A Grande Paixão: Passado e Presente da Lapinha Santa Clara
- memoriaskariri
- 4 de jul. de 2023
- 9 min de leitura
Por: Bianca Duarte, Denilson Rodrigues, Rafael Silva e Victória Ellen
"Lapinha Santa Clara, a grande paixão”, estava escrito na placa gigante fixada à frente da casa. Ali dentro, à nossa espera, o Mestre Ligeirinho nos aguarda para a entrevista. Entre um boa-tarde e outro, ele não perde tempo e já nos convida a conhecer a coleção de troféus da Lapinha guardados em um imenso armário de madeira antiga, localizado na sala de estar, a “sala do santo”. Os adereços e as imagens sacras nos entregam a religiosidade e o lar sagrado que aquela casa representa. No parapeito que dá acesso ao corredor, uma imagem do Sagrado Coração de Jesus e de Nossa Senhora das Candeias. As imagens, em preto e branco, denunciam ao visitante que elas já estão aqui há algumas dezenas de anos. São originárias do início do século XX, presente dado pelo patriarca de Juazeiro do Norte: Padre Cícero Romão Batista. O santo popular, hoje reconhecido Servo de Deus pela Igreja Católica, foi um grande influenciador e propagador das renovações ao Sagrado Coração de Jesus. As imagens foram dadas à dona Teodora, precursora da Lapinha Santa Clara.

Com 110 anos de fundação, a Lapinha Santa Clara é fruto de um sonho de uma adolescente de apenas 12 anos. Um sonho que perpassou origens e que resiste até hoje. Originalmente chamada de Lapinha JMJ, em referência à Sagrada Família de Nazaré (Jesus, Maria e José), a sua primeira apresentação aconteceu na noite de 24 de dezembro de 1912. Foi na mesma casa que até hoje é sede do grupo. Naquele dia, com a presença de Padre Cícero, 24 pessoas compuseram a primeira dança daquela que viria ser a lapinha mais antiga de Juazeiro do Norte.

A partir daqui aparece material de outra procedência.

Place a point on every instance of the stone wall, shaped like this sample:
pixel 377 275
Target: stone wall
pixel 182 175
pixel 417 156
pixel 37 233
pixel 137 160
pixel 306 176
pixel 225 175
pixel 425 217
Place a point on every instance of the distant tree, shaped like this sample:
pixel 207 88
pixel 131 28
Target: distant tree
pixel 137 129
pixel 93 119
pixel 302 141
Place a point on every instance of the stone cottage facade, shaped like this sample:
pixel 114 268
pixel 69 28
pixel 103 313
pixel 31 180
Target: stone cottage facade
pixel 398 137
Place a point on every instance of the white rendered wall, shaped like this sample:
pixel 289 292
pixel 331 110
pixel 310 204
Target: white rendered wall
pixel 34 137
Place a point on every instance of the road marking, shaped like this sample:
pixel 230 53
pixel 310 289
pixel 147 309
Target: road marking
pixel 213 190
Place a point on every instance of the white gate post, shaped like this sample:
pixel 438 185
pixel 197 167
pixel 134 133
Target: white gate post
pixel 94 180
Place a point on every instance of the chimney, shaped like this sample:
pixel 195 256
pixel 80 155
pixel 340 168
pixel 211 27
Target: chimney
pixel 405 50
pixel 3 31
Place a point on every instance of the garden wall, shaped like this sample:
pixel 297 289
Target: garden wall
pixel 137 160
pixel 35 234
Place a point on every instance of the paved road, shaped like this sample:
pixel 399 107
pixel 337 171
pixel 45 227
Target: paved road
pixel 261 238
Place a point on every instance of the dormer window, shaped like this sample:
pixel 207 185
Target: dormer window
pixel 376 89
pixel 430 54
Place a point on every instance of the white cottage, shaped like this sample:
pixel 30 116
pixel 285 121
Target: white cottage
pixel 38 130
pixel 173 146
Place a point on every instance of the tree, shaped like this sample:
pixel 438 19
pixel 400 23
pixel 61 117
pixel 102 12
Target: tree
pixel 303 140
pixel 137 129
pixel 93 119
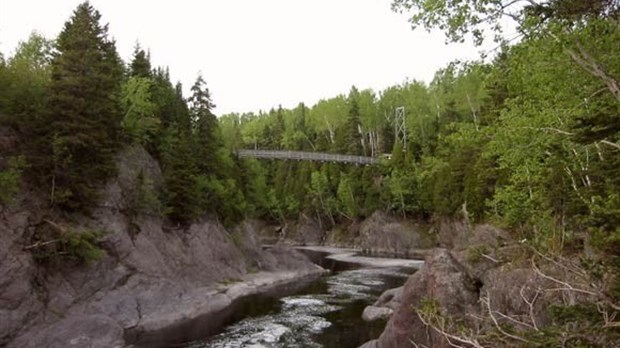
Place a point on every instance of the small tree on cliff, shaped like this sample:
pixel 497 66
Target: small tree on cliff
pixel 84 111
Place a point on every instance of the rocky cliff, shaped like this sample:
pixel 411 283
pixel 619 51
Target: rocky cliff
pixel 153 282
pixel 482 290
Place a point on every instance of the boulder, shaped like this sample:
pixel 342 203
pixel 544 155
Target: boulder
pixel 441 279
pixel 384 234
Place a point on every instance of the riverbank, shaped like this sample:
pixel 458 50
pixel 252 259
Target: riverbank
pixel 150 278
pixel 206 310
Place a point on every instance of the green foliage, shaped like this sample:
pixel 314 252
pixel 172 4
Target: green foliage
pixel 83 111
pixel 10 179
pixel 143 197
pixel 139 123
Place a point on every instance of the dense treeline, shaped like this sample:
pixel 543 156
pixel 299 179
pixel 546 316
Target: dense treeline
pixel 74 104
pixel 529 141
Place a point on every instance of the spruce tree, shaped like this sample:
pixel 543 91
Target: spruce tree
pixel 141 63
pixel 207 129
pixel 84 111
pixel 350 139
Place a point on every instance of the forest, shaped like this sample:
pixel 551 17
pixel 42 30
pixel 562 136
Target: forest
pixel 527 138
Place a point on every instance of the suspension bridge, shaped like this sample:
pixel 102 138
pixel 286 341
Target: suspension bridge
pixel 308 156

Mestre Ligeirinho conta que o desejo de dona Teodora em fundar a lapinha, nasceu após sua participação na lapinha da Beata Alexandrina, em 1911. "O pai de dona Teodora não queria deixar, aí ela foi pedir permissão ao Padre Cícero. Beata Alexandrina enxergou o potencial dela, porque ela rapidamente aprendeu os passos e as músicas, e foi com Teodora à casa do padre. Padre Cícero aceitou e mandou chamar o pai dela. Ele disse ao pai de dona Teodora: 'olha, não tem história não. Quem decide sou eu e você trate de ajeitar os preparo e bote a menina para dançar, para ela fazer a lapinha dela'. E foi dito e feito. O véi comprou a zabumba e as outras coisas, e a lapinha aconteceu". No dia 25, a apresentação da lapinha aconteceu na casa de Padre Cícero, que hoje é um museu.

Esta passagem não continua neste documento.